10. Various shots, presser

STORYLINE:

With more than half a million COVID-19 patients in low- and middle-income countries estimated to require oxygen treatment every day, an emergency taskforce was launched today (23 Feb) in Geneva to secure oxygen supplies and technical support for the worst-affected countries.

The initiative is led by the global health agency UNITAID , the health research foundation Wellcome and consortium of partners led by the World Health Organization (WHO), including key organisations that have been working to improve access to oxygen since the start of COVID-19 pandemic such as the WHO, UNICEF, the Global Fund, World Bank, the Clinton Health Access Initiative (CHAI) and the international non-profit global health organization PATH.

The taskforce partners will measure oxygen demand in these worst-affected countries, work to drum up financing and to secure oxygen supplies and technical support.

“Today UNITAID and Wellcome, on behalf of the Access to COVID Tools Accelerator (ACT-A), in partnership with a WHO-led consortium of partners, is announcing the launch of a COVID-19 Oxygen Emergency Taskforce that will build on the work already done by partners since the beginning of the pandemic” said Hervé Verhoosel, a spokesperson for UNITAID. “This is a global emergency that needs a truly global response from international organisations and donors.”

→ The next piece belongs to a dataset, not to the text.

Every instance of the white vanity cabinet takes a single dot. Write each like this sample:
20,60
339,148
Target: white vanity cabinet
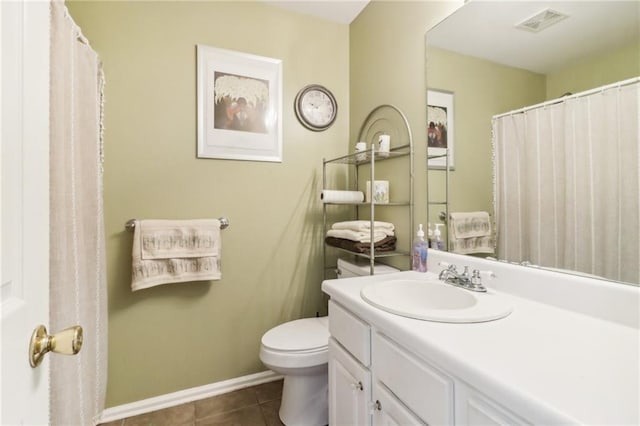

The Access to COVID-19 Tools (ACT) Accelerator (known more simply as the “ACT Accelerator” or “ACT -A”) is a new global collaboration to speed up the development, production and equitable access to COVID-19 tests, treatments and vaccines. It was set up in response to a call from G20 leaders in March 2020, and launched by WHO, the European Commission, France and the Bill & Melinda Gates Foundation a month later.

The taskforce has determined an immediate funding need of USD 90 million to address key challenges in oxygen access in up to 20 countries, including Malawi, Nigeria and Afghanistan. This first set of countries has been identified based on assessments coordinated by WHO’s Health Emergencies Programme.

“Since the start of the pandemic, affordable and sustainable access to oxygen has been a growing challenge in low- and middle-income countries (LMICs) where COVID-19 has put huge pressure on health systems, with some hospitals running out of oxygen resulting in preventable deaths,” Verhoosel said.

Despite oxygen being vital for the effective treatment of hospitalised COVID-19 patients, access in LMICs is limited due to cost, infrastructure and logistical barriers. Health facilities often cannot access the oxygen they require, which results in the unnecessary loss of lives.

“It is estimated that more than half a million people around the world but more specifically in low- and middle-income countries currently need more than 1.1 million cylinders of oxygen per day. That’s more than 8 million cubic meters a day in low- and middle-income countries only,” Verhoosel said.

“The first USD 20 million will be put forward by UNITAID and Wellcome,” Verhoosel said, indicating that a much larger amount is in fact needed. “The urgent, short-term requirements of additional countries will be measured and costed in the coming weeks, with the overall funding need over the next 12 months is estimated by ACT-A to 1.6 billion US dollars - a figure that will be regularly reviewed by the taskforce,” he explained.